Alpine Switzerland is particularly exposed to the effects of climate change, according to the sponsors of the proposal, led by the Socialist and Green parties. They are joined by the Evangelical People’s Party (PEV/EVP), the Young Green Liberals, trade unions and some climate scientists from Switzerland’s federal institutes of technology.
Although voters have endorsed the goal of net-zero emissions by 2050, the committee argues that climate policy and decarbonisation are too slow. Global warming is already inflicting damage of almost CHF 1 billion a year, it says. By 2060, annual costs could reach CHF 34 billion, warned Marc Jost, a parliamentarion from the Evangelical People’s Party (PEV/EVP).
The popular initiative—formally titled: For a fair energy and climate policy – investing for prosperity, jobs and the environment—calls on the federal government to create a climate fund, financed by annual contributions of between 0.5% and 1% of GDP until 2050. That would amount to between CHF 3.9 billion and CHF 7.8 billion a year.
The money would be used to expand solar power, speed up the renovation of buildings and develop public transport, while protecting natural habitats and biodiversity. It would also support investment in more secure, sustainable jobs, including retraining and continuing education, to ensure that workers are not left behind and that labour shortages do not become a bottleneck, say vote organisers.
The fund would also channel investment into climate-friendly technologies. Such technologies already exist, argues Lisa Mazzone, the Greens’ president, but lack sufficient capital to scale up.
Exemption from the debt brake
Supporters say the initiative would finally tackle the project of our generation: climate protection. Mr Jost spoke of securing the future for our children and grandchildren. Jean-Pierre Danthine, a professor at EPFL and a former vice-president of the Swiss National Bank, argues that this long-term objective justifies exempting the fund from Switzerland’s debt brake—the debt brake is designed to protect future generations from the current one living beyond its means.
An ineffective costly proposal
Opponents question the plan’s effectiveness and argue that it would be wrong to saddle future generations with the debt the fund might incur.

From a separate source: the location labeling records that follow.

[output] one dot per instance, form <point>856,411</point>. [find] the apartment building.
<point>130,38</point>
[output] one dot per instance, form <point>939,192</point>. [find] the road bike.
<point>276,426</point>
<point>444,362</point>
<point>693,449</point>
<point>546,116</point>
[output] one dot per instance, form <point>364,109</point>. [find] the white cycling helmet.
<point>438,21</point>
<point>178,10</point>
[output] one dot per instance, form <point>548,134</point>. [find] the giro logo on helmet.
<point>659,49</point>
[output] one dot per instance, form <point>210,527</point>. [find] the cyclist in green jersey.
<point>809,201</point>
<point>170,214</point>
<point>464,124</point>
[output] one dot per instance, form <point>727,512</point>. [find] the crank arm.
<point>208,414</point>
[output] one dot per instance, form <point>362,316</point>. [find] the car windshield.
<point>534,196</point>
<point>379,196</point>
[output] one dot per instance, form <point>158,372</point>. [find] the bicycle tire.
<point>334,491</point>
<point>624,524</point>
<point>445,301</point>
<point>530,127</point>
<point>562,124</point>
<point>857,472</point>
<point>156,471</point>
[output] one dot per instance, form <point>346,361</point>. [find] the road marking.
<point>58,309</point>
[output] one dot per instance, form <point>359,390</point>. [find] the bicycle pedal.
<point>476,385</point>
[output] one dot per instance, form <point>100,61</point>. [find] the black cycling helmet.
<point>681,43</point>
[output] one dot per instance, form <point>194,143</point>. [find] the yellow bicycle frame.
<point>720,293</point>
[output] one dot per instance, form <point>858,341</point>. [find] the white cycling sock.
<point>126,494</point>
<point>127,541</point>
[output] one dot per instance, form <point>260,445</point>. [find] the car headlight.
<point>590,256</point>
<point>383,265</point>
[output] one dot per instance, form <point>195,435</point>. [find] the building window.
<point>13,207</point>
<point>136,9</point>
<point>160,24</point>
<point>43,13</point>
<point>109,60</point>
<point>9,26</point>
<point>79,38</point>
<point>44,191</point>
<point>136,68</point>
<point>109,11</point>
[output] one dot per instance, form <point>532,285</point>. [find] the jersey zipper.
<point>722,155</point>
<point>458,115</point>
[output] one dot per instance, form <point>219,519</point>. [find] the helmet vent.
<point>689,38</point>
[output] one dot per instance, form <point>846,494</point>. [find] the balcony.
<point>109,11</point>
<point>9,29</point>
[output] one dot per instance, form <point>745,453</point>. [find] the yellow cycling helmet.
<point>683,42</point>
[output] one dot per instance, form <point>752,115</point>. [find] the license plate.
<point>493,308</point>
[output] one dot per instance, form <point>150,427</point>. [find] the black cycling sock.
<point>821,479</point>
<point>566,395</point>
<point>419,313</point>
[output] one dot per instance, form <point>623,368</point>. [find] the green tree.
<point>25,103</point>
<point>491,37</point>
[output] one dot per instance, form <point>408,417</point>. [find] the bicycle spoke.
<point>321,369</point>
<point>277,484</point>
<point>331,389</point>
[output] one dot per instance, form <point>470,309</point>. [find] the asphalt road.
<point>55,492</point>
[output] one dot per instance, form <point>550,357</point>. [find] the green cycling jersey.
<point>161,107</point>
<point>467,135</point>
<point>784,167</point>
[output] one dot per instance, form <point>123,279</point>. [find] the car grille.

Economists tend to flinch at talk of subsidies. By lowering the apparent cost of certain activities, they can blur price signals, encourage investments that would not stack up at true market prices, lock in favoured technologies and stifle innovation elsewhere. The Greens reply that today’s signals are already distorted: fossil fuels remain underpriced because the damage they inflict on the climate is not fully reflected in their cost. Even so, most economists would favour broader, technology-neutral tools—carbon pricing above all—to correct such failures.
Subsidies also have a habit of outliving their usefulness. Once in place, they are politically difficult to unwind. A large, permanent climate fund therefore risks turning climate policy into industrial policy by stealth, substituting administrative judgement for clearer market signals.
That tension maps neatly onto the broader political divide. The left places less faith in solutions that rely on market signals. The right, for its part, fears that an expansive system of subsidies could begin to resemble a wasteful counterproductive Soviet-style five-year plan. The position of the Green Liberal Party is telling. Though committed to environmental protection, it has declined to back the initiative, preferring incentive-based, market-linked approaches that integrate climate policy with energy security and limit the role of the state. In short, it shares the goal—but not the method.
Casting all opponents of the initiative as reckless, selfish or in denial about climate change may make for effective politics. It would also be unfair. Many just view the plan as a poor solution to an important and pressing challenge.
The Federal Council and parliament have rejected the initiative without proposing a counter-offer.
On March 8th, Swiss voters will have the final say.